By no means do I recommend The Good Son as a classic or even an entirely successful album since a few songs delve into superficial schtick instead of bloody-hearted pleading and frayed nerves. It’s sometimes hard to embrace a Nick Cave album in its entirety because his embrace of gospel and R&B is kind of ham-fisted as most European efforts tend to play out in their lovable, but shallow manner. Man, that sounds a bit harsh, but if I want clapping and gospel sing-a-longs, there are so many better outlets than Nick Cave and the Bad Seeds in this wonderful world.

However, my passion for The Good Son possibly revolves around one single song. I think “Ship Song” is so fucking eloquent and symbolic of the tricky nature of loving someone who may ultimately burn you to the ground. In some ways, it may be one of my favorite metaphors in some ways. He portrays himself as an island while his lover is a ship who burns all bridges down in order to get sole access to her muse. The whole song is about how a love seems perfect in theory, but is destined to fail by their own hands. It is an ode to passion and the infantile decisions it sometimes inspires, but is also a paean to how alive these impulses make us feel. It is self-destructive, utterly romantic and a reflection of past mistakes that could possibly be made right in future relationships. For these reasons, this song is pure perfection as parable and song because it is universal just like the beloved standards he took the time to cover. He finally nailed the perfect blend of schmaltz, empathy, pain and composition required of a song that will stand the test of time.

The rest of The Good Son is no slouch either. Most of it is kind of boozy and drunken in a peculiarly restrain manner. He pursues a lovelorn and regretful mood throughout the album and the result is a pervasive theme of poor decision making and its consequences. It doesn’t hurt that the instrumentation allows the Bad Seeds to explore a more lush side of their musicianship. It’s a gorgeous album with just the right amount of occasional ugliness to make you wince as you slug it all down your gullet.

Simon Fisher Turner/Derek Jarman-Blue (Mute/Nonesuch 1993)

Simon Fisher Turner’s soundtrack is a momentous one since it serves as an integral element of Derek Jarman’s twelfth and final film. The reason that the soundtrack is so essential to the film is that the entire movie consists of a flickering, amorphous blue screen accompanied by narration by three of his favorite actors: Nigel Terry, John Quentin and Tilda Swinton as well as his own commentary. Jarman’s flickering blue visuals were inspired by French painter Yves Klein and were meant to simulate his own blindness caused by an AIDS-related illness.

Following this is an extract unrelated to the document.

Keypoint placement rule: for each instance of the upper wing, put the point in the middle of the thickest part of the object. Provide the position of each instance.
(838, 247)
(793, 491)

I witnessed a screening of Blue at International House in Philadelphia when it was originally released and it devastated me while opening my eyes to possibilities of the soundtrack. In my opinion, this film is impotent on your meager television, but must be seen on a large screen to appreciate the intricacies of the shifting blue canvas on which he documents his final days. It is meant to simulate what he saw as well as his final thoughts before he left this world. Blue is a meditation on death. Blue is a last will and testament of a brilliant filmmaker. Blue’s soundtrack is pretty much the entire movie if you can conjure up a faulty tv to replicate its shimmering decay.

Simon Fisher Turner contributes a suitably ambient soundtrack that adds to the surreal experience of listening to a man narrate his own death. He smartly includes snatches of Brian Eno, Momus, Coil, Satie, Durutti Column, Kate St. John amongst others. It all coalesces into a dream state where Jarman comes to peace with his condition and provides an angelic atmosphere for his eventual demise. It is heartbreaking stuff as well as a courageous statement in an age where many had little empathy for those suffering from HIV. A perfect soundtrack as well as a fitting farewell from a director who turned the lens onto himself.